Kadınların işgücüne iştiraki önündeki mahzurların derinlemesine araştırılması için mevcut durumu ve vakit içindeki dönüşümü bilgilerle ortaya koymanın kıymetli olduğu niyeti ile yola çıkılan raporda, TÜİK Hanehalkı İşgücü Anketi ve Dünya Pahalar Anketi 2018 yılı sonuçları kullanılarak oluşturulan betimsel istatistikler sunuluyor. Son 15 yılda bayanların istihdamı ve işgücüne iştirakinde meydana gelen değişimin ekonomik nedenleri bilgiler ışığında tartışılıyor. Ayrıyeten, toplumsal cinsiyet eşitliğine yönelik tavırlar demografik özelliklere nazaran inceleniyor ve bayanların işgücüne iştirakiyle münasebeti tartışmaya sunuluyor.
Raporda kadınların istihdam edildikleri işlerin nitelik ve marifet taleplerine bakıldığında son on yılda yüksek nitelikli işlerde istihdamın azaldığı, düşük nitelikli işlerde istihdamın arttığı; pandeminin işgücüne iştirakin üzerindeki olumsuz tesirinin erkeklere göre bayanlarda daha fazla olduğu ve bayanların eğitim düzeyi arttıkça pandeminin yarattığı olumsuz tesirin arttığı; üniversite sayılarındaki artışın bayanların eğitim seviyesini arttırdığı lakin yüksekokul mezunu bayanların istihdamında sektörel farkların dikkat çektiği; İstanbul’da her üç genç bayandan birinin ne istihdam ne eğitimde yer aldığı; bayanların fiyatlı işgücünde yer almasına yönelik tavırlar ile işgücüne iştirakleri ortasında paralellik gözlendiği üzere bulgular yer alıyor.

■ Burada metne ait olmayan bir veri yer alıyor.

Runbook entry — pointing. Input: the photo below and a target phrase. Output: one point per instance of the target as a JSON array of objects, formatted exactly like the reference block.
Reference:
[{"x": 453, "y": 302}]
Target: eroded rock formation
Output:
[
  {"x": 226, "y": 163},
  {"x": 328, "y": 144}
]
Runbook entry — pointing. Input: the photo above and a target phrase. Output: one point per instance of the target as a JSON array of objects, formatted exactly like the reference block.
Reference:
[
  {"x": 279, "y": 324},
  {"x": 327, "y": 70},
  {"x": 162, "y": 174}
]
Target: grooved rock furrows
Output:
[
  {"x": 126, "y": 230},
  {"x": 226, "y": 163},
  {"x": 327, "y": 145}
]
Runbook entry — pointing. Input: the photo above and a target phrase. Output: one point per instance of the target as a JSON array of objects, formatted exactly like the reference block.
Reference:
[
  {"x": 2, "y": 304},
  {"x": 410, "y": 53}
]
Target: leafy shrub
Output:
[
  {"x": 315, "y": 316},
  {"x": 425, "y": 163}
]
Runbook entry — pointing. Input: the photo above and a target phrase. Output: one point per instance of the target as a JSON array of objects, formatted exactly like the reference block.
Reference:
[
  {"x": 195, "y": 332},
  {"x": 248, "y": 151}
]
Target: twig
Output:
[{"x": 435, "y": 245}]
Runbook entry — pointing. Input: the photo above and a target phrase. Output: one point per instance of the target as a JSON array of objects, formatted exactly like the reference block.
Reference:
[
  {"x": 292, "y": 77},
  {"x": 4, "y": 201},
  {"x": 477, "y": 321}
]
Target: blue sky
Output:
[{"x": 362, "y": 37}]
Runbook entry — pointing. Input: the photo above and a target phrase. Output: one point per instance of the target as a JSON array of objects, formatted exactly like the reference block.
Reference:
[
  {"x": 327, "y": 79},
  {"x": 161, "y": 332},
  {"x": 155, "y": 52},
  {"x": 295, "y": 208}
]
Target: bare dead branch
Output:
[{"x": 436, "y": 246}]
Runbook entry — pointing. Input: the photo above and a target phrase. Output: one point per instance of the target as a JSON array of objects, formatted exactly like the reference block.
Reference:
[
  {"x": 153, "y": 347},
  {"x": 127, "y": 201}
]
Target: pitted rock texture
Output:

Raporda öne çıkan öteki ögeler ise;
- 2004-2021 yılları ortasında niteliksiz işlerde bayan istihdamı %3 artarken, nitelik gerektiren işlerde bayan istihdamı %21’lerden %11’lere geriliyor.
- Yönetici konumundaki bayanların oranı 2004 yılında %7 düzeyinden 2021 yılında %20 düzeyine ulaşıyor. Bu oran 2021 yılı için OECD ülkelerinin ortalamasının (%33,7) altında.